I actually liked Ohara back when he was actually much more relaxed and calmer in the earlier volumes. He could get angry or at least skeptical of Yamaoka's antics, but for the most part, he was as cool as a cucumber, not a raging hysteric that he became later on.
I did too. Ohara gradually becoming more of a lunatic was not a change for the better in any way...
Reading this chapter really showed the age of the story, back when it was Japan, not China today, that many people in Western countries thought of as the country that would rule the world, thanks to their economic power and products.

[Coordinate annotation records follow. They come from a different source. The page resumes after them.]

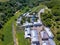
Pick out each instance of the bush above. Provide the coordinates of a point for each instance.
(58, 37)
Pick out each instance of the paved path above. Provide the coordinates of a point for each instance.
(14, 35)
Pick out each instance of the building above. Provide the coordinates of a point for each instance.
(51, 42)
(44, 35)
(34, 36)
(50, 34)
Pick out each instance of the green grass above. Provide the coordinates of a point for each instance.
(4, 0)
(7, 29)
(37, 9)
(21, 39)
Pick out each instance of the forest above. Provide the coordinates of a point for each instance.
(52, 18)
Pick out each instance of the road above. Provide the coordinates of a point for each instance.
(14, 35)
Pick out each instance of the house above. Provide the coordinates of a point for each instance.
(44, 35)
(50, 34)
(34, 36)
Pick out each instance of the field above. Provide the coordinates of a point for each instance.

Yeah. I can speak to this as an American who grew up and still lives in a rust belt city (and as someone whose primary day job is as a historian). It's certainly hyperbolic for Kariya to claim that there could've been another war. There wasn't ever going to be a war over the trade deficit.
Japan was however an easy scapegoat to blame the losses of manufacturing jobs (such as in the auto industry where, if you were caught driving a Toyota in Detroit, you could expect it to be vandalized) and for the fact that at the same time this was happening, the continued heavy chipping away at regulations, labor union power, and government supports by the Reagan Administration meant that many of these workers who were losing their jobs also had very little to fall back on. Instead of blaming the sunny Great Communicator Reagan, they blamed the evil foreign menace.
Of course, the difference of the situation is that while that was a source of tension with Japan, they were one of our primary geopolitical partners and allies. China certainly could not be described as either.